Robotics

Analysis on FusionCore vs robot_localization

FusionCore's gating mechanism wins on brief dropouts but struggles with sustained GPS noise.

Deep Dive

Manankharwar's FusionCore library outperformed robot_localization EKF in 5 of 6 NCLT sequences across different weather conditions, with consistent configs and no parameter tweaks. The key differentiator: FusionCore's gating mechanism rejects bad GPS measurements based on Mahalanobis distance, preventing corruption during brief dropouts like tunnels or urban canyons. However, on the November 2012 sequence with sustained GPS degradation, robot_localization won because it accepts all updates, re-anchoring as signal improves.

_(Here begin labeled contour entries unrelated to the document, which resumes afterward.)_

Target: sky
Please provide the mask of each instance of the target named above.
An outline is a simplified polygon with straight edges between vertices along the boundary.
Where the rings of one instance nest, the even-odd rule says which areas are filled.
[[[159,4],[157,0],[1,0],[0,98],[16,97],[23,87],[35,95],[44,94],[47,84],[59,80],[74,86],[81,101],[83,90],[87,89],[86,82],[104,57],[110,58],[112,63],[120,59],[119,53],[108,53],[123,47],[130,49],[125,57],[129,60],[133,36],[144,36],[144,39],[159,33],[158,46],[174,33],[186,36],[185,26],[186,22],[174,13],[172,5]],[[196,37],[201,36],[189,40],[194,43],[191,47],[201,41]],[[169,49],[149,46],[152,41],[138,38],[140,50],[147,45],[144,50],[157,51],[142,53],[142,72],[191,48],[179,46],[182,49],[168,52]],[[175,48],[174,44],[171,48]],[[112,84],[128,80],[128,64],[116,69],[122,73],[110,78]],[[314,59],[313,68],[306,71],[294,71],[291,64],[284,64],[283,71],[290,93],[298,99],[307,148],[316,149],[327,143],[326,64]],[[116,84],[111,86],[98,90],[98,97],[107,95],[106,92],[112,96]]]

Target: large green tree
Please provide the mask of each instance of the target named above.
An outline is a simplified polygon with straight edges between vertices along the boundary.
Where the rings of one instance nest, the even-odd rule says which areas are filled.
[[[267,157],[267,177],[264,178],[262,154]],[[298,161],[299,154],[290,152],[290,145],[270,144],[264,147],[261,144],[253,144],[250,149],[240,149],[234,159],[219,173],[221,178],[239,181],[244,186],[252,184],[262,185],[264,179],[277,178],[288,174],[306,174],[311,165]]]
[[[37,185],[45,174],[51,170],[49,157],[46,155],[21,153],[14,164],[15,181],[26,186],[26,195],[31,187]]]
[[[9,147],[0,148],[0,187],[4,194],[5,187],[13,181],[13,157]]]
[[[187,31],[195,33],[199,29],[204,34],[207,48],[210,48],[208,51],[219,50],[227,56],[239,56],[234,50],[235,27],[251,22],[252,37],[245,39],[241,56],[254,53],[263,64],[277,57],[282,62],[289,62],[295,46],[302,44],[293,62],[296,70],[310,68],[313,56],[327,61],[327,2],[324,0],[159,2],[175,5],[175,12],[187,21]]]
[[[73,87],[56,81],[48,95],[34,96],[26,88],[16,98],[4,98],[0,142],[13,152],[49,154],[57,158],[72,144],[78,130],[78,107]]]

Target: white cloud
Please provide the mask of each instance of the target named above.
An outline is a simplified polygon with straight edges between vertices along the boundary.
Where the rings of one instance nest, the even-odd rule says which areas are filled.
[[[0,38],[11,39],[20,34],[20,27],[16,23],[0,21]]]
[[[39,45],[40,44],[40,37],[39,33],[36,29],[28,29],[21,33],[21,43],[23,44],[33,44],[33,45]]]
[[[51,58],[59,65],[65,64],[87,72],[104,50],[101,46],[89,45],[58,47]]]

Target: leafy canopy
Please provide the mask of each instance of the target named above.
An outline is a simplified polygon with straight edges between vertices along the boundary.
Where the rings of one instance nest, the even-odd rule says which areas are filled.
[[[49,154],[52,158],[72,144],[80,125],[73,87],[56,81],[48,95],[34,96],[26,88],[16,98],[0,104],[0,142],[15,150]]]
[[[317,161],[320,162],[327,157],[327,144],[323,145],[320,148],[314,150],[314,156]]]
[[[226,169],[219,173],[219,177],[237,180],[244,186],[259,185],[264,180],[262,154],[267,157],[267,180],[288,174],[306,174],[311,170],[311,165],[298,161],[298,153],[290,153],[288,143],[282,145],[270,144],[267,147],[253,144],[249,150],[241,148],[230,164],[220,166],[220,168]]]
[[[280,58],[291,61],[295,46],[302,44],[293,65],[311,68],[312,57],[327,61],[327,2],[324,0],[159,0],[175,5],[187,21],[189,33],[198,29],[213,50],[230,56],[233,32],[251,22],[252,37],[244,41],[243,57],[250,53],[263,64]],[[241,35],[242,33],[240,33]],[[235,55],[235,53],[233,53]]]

To address this, the team added an inertial coast mode: after N consecutive GPS rejections, FusionCore increases position process noise (Q), expanding covariance (P) and loosening the gate to accept measurements again. This cut error from 61.4m to 28.7m on the problem sequence. FusionCore accepts nav_msgs/Odometry from sources like slam_toolbox, ORB-SLAM3, and VINS-Mono, with all code and results open-source on GitHub.

Key Points
  • FusionCore wins 5 of 6 NCLT sequences against robot_localization EKF with consistent configs
  • New inertial coast mode reduces error by 53% on sustained GPS degradation (61.4m to 28.7m)
  • FusionCore accepts odometry from SLAM tools like ORB-SLAM3 and VINS-Mono via nav_msgs/Odometry

Why It Matters

Open-source sensor fusion with adaptive GPS rejection improves robot localization reliability in real-world conditions.